Plenty International
- Plenty International
- Formation: 1974; 52 years ago
- Type: Nonprofit
- Tax ID no.: 23-7432298
- Legal status: 501(c)(3)
- Headquarters: Summertown, Tennessee
- Board Chair: Lisa Wartinger
- Executive Director: Dan Bright
- Award: Right Livelihood Award
- Website: https://plenty.org/

= Plenty International =

American nonprofit organization

Plenty International is an environmental, humanitarian aid and human rights organization based in Summertown, Tennessee, United States.

==Background==
In 1974, Stephen Gaskin and The Farm, an intentional community, started an outreach program called Plenty. In response to the devastating 1976 Guatemala earthquake, Plenty sent carpenters who built schools, houses and clinics in remote Mayan villages and a clinic for Mother Teresa. In its first ten years, Plenty established a clinic and orphanage in Bangladesh, an appropriate technology training center and reforestation program in Lesotho, and a wind-powered electric lighting system in a Carib Indian school in Dominica. It provided disaster relief in the "Developing" World and free ambulance service to the South Bronx which helped to train emergency personnel what then became New York City's EMS. It went to sea with Greenpeace and gave the Rainbow Warrior its ham radio, slo-scan TV, and radiation monitoring equipment. Plenty put Native American FM stations on the air, and pioneered amateur-band television and radio to keep its remote outposts of volunteers connected.

Plenty continues to work with Native American primary health care, midwifery, microeconomics, food and ecotourism cooperatives and alternative building programs, including the hemp house on the Pine Ridge Indian Reservation with the assistance of The Farm School.

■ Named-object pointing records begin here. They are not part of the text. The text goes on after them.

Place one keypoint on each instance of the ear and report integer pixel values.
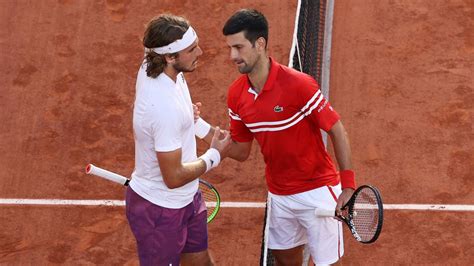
(170, 59)
(261, 43)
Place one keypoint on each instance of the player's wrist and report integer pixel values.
(212, 158)
(201, 128)
(347, 179)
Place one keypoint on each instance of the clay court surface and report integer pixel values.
(401, 78)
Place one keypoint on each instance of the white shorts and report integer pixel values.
(292, 223)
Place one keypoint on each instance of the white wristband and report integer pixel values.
(212, 158)
(201, 128)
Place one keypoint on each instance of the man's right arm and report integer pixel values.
(239, 151)
(176, 173)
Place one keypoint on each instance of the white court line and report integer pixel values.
(229, 204)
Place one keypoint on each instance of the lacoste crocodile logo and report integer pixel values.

Following the catastrophic landfall of Hurricane Katrina near New Orleans in August 2005, Plenty volunteers worked on a neighborhood-by-neighborhood basis to deliver essential supplies and re-establish civil order. Plenty worked with Veterans for Peace, Camp Casey, and others to place volunteers where they were most needed. Plenty stayed on scene for the following year and organized clean-up and repair of the damage along the coastlines of Alabama, Mississippi and Louisiana, including the cities of Mobile (Alabama), Biloxi and Gulfport (Mississippi), and Slidell (Louisiana). Plenty also brought displaced and disadvantaged children from the Gulf Coast back to The Farm to participate in its Kids To The Country summer nature school in 2006.

Plenty was awarded the Right Livelihood Award in 1980 for "caring, sharing and acting with and on behalf of those in need at home and abroad."